1 Introduction

For many applications in image and video compression, video re-targeting and object segmentation, estimating where humans look in a scene is an essential step [6, 9, 22]. Neuroscientists [2], and more recently computer vision researches [13], have proposed computational saliency models to predict eye fixations over images.

Most traditional approaches typically cope with this task by defining hand-crafted and multi-scale features that capture a large spectrum of stimuli: lower-level features (color, texture, contrast) [11] or higher-level concepts (faces, people, text, horizon) [5]. In addition, since there is a strong tendency to look more frequently around the center of the scene than around the periphery [33], some techniques incorporate hand-crafted priors into saliency maps [19, 20, 35, 36]. Unfortunately, eye fixation can depend on several aspects and this makes it difficult to design properly hand-crafted features.

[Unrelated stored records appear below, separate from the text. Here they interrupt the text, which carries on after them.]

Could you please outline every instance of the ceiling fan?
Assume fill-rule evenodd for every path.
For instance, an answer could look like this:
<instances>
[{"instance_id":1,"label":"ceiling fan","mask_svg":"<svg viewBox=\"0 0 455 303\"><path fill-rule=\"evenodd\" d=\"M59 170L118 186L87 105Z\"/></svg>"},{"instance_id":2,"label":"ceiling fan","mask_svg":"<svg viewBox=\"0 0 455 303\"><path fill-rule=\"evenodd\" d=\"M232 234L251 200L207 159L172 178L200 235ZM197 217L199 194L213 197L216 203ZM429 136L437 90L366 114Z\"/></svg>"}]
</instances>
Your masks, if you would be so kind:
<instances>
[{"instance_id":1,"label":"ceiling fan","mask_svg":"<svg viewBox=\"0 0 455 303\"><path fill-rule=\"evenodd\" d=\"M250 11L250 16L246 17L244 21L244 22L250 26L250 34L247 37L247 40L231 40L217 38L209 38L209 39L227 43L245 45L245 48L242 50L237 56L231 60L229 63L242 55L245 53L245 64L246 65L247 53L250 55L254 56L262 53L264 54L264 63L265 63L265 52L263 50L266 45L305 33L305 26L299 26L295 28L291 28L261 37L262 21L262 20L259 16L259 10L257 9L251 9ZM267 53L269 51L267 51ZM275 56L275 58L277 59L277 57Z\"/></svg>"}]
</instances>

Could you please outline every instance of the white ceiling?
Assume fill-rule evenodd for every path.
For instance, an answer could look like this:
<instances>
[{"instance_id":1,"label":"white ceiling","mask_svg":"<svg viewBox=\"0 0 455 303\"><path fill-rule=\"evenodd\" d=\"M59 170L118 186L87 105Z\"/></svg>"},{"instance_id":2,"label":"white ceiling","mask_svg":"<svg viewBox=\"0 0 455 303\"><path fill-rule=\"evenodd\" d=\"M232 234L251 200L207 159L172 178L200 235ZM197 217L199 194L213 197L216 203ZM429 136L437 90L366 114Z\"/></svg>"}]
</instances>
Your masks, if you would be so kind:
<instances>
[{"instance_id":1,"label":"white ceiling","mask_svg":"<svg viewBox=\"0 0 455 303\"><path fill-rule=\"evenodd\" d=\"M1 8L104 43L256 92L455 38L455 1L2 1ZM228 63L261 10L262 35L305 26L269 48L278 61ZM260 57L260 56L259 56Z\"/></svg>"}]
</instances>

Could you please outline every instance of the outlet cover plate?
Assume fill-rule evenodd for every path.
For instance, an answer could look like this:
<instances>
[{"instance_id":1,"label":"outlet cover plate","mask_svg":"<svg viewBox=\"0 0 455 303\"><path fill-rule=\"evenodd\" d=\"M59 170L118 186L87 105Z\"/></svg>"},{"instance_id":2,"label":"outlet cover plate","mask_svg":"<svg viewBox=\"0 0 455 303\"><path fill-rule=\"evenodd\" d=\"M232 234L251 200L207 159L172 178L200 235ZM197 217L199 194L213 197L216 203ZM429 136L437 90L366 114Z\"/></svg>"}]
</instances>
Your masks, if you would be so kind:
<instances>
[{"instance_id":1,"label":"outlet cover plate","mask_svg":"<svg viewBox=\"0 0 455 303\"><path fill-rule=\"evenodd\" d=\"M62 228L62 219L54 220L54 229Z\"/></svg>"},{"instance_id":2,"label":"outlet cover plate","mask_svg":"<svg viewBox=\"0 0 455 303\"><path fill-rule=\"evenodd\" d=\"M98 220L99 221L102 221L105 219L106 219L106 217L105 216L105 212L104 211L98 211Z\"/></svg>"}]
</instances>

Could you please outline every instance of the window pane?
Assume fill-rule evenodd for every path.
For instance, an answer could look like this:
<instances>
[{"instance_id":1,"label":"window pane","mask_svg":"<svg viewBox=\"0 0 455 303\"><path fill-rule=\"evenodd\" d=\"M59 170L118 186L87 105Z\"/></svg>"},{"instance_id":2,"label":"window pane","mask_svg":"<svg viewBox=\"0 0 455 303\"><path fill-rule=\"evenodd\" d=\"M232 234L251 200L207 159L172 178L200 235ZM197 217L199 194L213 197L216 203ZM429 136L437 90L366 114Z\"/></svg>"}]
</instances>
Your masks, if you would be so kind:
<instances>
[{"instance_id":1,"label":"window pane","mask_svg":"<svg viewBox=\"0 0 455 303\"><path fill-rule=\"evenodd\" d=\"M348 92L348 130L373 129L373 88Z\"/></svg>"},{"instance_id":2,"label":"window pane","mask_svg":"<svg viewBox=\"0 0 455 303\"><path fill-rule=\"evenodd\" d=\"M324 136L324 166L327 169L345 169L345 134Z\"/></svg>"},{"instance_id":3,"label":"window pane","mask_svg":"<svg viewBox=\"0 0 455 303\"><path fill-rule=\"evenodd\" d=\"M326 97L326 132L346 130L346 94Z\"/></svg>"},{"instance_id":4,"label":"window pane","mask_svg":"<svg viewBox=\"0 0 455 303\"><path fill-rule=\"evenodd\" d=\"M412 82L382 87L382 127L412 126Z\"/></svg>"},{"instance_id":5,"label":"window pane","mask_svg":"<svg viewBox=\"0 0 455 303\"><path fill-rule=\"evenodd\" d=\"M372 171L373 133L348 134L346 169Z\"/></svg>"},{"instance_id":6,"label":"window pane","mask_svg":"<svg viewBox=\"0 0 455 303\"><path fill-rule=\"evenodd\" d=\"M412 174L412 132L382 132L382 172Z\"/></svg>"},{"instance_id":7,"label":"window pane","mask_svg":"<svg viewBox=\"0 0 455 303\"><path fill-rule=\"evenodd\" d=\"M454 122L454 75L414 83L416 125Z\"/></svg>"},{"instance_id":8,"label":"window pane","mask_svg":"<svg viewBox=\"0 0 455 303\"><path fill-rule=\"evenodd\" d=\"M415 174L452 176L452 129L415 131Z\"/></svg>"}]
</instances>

Deep learning techniques, with their ability to automatically learn appropriate features from massive annotated data, have shown impressive results in several vision applications such as image classification [18] and semantic segmentation [24]. First attempts to define saliency models with the usage of deep convolutional networks have recently been presented [20, 35]. However, due to the small amount of training data in this scenario, researchers have presented networks with few layers or pretrained in other contexts. By publishing the large dataset SALICON [12], collected thanks to crowd-sourcing techniques, researches have then increased the number of convolutional layers reducing the overfitting risk [19, 25].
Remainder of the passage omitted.